In my opinion, many advisers charge too much, with high commissions or fees, then don't provide the service that the costs merit. I suspect that many advisers try to avoid the subject of "paying for advice" altogether, but I am happy to be completely open and frank with my clients about how much my services will cost and I will discuss and agree them up-front, wherever possible.
If you don't feel that you can afford paying an up-front fee, it is sometimes possible, depending on the situation, for me to receive a commission from an insurance company instead. The result is that the charges on your contract will be higher, so you would not necessarily be better off in the long term and you might be worse off, but it allows you to avoid having to make the initial outlay. Please discuss the options with me if you are unsure.
Initial and ongoing fees on investments and pensions
Many advisers take all their fees up-front, so it is little wonder that they give no ongoing service! I usually charge a more modest initial fee and have an annual payment too (the annual payment is automatically deducted from the value of the investments, so you don't have to write a cheque), so that I am properly incentivised to look after my client's pensions, or investments year after year.
Some transactions, however, only require initial advice, e.g. a mortgage, or an annuity. These services only require an initial fee.
The next section gives you examples, but it is difficult to be precise about what my costs would be, as all my fees are agreed on a case-by-case basis, according to the complexity and the workload involved. However, I can assure you that my costs are very competitive, especially given the quality of the advice and service I give.
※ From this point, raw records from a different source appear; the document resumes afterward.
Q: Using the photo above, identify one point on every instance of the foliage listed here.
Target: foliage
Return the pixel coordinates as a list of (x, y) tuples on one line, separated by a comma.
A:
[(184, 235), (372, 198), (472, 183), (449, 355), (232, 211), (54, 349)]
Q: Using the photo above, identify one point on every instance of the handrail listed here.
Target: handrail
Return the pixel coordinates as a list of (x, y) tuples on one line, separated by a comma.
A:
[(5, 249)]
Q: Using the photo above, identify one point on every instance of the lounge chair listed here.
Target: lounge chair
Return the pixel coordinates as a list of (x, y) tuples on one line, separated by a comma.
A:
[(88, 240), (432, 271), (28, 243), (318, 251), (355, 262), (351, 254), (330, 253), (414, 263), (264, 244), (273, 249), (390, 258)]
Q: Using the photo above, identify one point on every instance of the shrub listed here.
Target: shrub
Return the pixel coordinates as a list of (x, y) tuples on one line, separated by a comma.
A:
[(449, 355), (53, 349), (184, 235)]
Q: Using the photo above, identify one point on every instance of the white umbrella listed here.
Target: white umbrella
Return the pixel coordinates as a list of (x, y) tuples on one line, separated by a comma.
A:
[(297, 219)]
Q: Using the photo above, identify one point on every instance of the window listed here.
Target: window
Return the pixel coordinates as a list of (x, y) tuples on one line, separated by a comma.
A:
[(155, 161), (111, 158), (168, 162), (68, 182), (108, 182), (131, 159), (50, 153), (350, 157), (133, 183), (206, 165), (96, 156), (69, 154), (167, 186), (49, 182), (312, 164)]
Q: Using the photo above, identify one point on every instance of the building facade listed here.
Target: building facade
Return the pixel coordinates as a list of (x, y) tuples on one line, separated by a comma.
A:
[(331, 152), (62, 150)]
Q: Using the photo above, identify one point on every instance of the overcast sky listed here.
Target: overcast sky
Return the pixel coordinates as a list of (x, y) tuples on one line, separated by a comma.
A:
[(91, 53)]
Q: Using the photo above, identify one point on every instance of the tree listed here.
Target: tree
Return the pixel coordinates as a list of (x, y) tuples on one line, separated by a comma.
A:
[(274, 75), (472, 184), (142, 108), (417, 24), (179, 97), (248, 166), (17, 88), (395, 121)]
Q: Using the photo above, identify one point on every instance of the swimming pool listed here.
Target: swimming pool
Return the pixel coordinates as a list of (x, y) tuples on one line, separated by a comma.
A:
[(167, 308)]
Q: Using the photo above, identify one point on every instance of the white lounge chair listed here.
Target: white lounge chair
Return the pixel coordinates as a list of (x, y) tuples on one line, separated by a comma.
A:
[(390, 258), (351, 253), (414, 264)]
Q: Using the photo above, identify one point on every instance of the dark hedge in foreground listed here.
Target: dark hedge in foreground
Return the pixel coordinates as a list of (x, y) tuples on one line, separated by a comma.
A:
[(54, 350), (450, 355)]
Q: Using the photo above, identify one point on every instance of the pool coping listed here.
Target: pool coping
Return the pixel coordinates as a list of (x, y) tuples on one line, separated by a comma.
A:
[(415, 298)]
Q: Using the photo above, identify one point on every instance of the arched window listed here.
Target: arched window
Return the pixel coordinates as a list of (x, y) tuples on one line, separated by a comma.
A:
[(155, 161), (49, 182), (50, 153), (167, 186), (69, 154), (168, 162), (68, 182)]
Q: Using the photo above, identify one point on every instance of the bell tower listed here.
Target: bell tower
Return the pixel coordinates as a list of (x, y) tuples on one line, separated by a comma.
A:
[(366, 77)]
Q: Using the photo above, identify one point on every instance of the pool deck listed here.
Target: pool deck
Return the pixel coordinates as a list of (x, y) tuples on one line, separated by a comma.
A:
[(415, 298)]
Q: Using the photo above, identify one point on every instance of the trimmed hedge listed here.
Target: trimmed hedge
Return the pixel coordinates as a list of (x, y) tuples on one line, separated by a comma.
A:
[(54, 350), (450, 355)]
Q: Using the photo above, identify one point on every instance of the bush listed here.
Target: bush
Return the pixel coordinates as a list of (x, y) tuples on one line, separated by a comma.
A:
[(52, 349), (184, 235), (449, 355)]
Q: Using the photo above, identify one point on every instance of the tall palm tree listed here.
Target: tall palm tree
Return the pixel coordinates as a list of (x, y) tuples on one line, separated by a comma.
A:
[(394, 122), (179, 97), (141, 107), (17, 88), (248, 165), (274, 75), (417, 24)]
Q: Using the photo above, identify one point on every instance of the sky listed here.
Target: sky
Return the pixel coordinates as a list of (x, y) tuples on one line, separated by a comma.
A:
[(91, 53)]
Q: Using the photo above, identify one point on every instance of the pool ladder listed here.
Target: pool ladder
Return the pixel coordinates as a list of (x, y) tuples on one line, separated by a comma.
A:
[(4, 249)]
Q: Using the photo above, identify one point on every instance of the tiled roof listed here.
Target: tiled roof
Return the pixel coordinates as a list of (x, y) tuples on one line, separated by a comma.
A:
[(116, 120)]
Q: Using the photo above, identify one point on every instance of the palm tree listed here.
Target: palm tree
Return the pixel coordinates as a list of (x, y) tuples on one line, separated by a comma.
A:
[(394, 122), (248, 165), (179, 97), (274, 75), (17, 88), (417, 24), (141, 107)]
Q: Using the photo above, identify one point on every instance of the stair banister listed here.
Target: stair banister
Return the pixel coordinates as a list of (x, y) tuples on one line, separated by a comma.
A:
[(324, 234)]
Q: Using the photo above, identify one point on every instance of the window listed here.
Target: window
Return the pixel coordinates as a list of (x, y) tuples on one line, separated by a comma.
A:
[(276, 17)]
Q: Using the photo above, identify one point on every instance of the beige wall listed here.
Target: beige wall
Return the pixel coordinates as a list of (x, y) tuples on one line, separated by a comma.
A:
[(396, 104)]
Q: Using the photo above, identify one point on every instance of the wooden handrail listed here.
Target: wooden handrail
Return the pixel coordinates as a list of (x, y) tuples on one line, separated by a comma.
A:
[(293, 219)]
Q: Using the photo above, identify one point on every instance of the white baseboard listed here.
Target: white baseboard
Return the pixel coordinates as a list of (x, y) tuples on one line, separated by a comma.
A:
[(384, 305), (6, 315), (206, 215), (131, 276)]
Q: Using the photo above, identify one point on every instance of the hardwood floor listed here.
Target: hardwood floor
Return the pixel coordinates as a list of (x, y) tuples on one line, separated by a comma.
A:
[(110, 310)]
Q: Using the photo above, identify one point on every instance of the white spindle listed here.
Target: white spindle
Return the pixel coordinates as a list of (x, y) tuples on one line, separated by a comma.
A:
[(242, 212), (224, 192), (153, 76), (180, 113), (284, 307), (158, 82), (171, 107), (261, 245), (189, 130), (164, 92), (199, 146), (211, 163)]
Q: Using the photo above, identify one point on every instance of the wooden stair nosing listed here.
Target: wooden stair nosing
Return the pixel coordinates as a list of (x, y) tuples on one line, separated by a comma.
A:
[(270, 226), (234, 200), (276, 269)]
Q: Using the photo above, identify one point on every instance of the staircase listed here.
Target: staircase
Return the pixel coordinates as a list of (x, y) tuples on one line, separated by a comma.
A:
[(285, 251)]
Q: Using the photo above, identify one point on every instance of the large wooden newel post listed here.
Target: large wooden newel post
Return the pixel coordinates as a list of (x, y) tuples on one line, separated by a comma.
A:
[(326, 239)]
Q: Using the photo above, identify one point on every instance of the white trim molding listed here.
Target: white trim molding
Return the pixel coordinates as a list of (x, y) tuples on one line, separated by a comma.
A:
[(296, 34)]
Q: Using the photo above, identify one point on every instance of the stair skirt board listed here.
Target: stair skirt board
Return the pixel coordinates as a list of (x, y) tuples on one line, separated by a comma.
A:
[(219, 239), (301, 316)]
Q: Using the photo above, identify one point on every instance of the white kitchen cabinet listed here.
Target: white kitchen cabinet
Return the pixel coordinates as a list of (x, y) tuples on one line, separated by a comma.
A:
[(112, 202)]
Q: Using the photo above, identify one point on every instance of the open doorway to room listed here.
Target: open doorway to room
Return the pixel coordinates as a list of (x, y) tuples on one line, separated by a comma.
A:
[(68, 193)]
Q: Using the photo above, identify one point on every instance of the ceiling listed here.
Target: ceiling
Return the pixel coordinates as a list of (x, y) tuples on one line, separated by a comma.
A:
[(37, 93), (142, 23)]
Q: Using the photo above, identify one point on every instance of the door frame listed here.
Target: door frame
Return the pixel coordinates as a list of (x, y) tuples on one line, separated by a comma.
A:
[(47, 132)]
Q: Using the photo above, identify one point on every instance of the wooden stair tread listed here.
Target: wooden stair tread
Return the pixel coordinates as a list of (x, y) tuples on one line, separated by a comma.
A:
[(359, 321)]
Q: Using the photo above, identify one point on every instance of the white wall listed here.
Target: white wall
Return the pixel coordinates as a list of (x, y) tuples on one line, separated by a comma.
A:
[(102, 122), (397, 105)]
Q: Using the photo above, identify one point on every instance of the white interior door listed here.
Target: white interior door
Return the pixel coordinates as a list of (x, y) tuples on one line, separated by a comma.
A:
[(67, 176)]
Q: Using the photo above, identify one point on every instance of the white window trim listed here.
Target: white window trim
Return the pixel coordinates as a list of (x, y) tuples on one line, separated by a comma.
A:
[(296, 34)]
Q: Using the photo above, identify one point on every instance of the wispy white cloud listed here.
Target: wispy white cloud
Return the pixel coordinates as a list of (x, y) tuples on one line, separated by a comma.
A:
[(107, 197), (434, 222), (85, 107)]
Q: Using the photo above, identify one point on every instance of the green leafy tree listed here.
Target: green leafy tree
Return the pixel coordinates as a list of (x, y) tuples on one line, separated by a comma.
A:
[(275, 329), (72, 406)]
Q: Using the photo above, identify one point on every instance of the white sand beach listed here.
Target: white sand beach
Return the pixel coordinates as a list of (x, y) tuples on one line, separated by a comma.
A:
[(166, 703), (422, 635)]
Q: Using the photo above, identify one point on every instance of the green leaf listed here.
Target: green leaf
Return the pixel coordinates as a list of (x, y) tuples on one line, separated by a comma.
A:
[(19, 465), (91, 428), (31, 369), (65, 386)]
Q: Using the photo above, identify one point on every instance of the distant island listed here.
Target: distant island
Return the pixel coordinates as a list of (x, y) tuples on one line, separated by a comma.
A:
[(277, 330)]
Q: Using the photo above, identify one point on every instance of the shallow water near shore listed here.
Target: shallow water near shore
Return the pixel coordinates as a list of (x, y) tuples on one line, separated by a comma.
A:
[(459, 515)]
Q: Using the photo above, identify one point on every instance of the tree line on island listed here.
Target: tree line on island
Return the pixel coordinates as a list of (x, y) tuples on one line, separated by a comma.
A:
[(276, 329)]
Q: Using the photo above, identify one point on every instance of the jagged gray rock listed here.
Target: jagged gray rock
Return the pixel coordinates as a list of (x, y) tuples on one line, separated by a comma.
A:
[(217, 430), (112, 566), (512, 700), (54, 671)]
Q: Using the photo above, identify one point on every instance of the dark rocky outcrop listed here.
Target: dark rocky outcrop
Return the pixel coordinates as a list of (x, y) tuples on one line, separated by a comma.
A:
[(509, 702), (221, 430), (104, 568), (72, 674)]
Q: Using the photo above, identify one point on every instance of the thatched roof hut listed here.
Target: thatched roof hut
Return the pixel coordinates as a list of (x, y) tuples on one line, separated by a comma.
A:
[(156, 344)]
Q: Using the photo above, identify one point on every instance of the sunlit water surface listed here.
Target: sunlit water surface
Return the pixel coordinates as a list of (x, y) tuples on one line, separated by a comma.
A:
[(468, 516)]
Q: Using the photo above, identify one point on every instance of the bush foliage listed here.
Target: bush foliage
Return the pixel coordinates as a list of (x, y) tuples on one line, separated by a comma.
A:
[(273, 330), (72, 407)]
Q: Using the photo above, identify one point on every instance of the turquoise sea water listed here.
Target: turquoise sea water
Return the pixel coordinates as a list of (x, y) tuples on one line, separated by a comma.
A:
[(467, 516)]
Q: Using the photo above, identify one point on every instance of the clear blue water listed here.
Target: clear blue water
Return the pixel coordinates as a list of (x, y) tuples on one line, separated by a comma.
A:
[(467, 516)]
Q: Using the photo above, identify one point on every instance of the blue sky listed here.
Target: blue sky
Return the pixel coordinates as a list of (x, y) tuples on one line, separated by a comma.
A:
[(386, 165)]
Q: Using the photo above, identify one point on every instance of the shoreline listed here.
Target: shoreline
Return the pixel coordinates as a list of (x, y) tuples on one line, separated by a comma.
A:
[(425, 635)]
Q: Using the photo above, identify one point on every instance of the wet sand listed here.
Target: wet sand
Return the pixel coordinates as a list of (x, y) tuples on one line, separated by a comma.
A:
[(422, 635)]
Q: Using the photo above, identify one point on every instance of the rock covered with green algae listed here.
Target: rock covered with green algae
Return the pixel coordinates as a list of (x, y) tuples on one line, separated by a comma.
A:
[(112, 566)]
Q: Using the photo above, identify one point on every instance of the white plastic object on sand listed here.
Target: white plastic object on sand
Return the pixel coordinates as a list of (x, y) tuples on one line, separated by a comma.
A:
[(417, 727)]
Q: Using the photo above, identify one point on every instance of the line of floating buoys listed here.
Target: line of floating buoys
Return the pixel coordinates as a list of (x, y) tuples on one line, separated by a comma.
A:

Examples of work that I have done and what I have charged
1. An example of when a fee might be modest
A husband and wife with a successful business came to me to set up pensions. They knew that they wanted pensions, so that meant that all I needed to do was select the best provider for them, help them decide how much risk to take and invest their money in the most suitable funds. The clients wanted ongoing advice and they are keen to make substantial payments every year, at least while their profits are at their current high level. I agreed an initial fee of £500, i.e. £250 for his policy and £250 for hers. This was paid as a deduction from their pension premium, which meant that they got tax relief on my payment! I also agreed with them that I would get 0.5% of the value of the pension every year to pay for my ongoing monitoring and reviews. This is again paid out of the pension scheme as an additional charge, so the clients don't ever have to write me a cheque.
2. An example of a more complex and more expensive inquiry
A hugely successful firm wanted me to invest substantial amounts of money to dovetail with their cash flow planning and their retirement strategies. The initial work was highly complex, involving a thorough analysis of the tax issues, strategies to move money from the company to the directors as quickly and tax-efficiently as possible, plus advising on the most suitable remuneration strategies and the various products that would best suit the clients' circumstances. The initial fee for this work was just under £5,000, but this is less than 0.5% of the amount invested and the benefits of this advice are already plain to see.
3. An example of how paying a fee can save money
Some existing clients asked me to arrange a ten-year life assurance policy. Had I set it up on a commission basis, the premiums would have been about £90 a month, out of which the insurance company would have paid me about £1,000. I agreed that I would simply charge the clients £400, paid as a cheque by them and take no commission, which meant that the insurance company could reduce the premium to only £78 a month. The clients will therefore be better off after about three years, and will save about £1,000 over the ten-year term, if they keep the plan until maturity.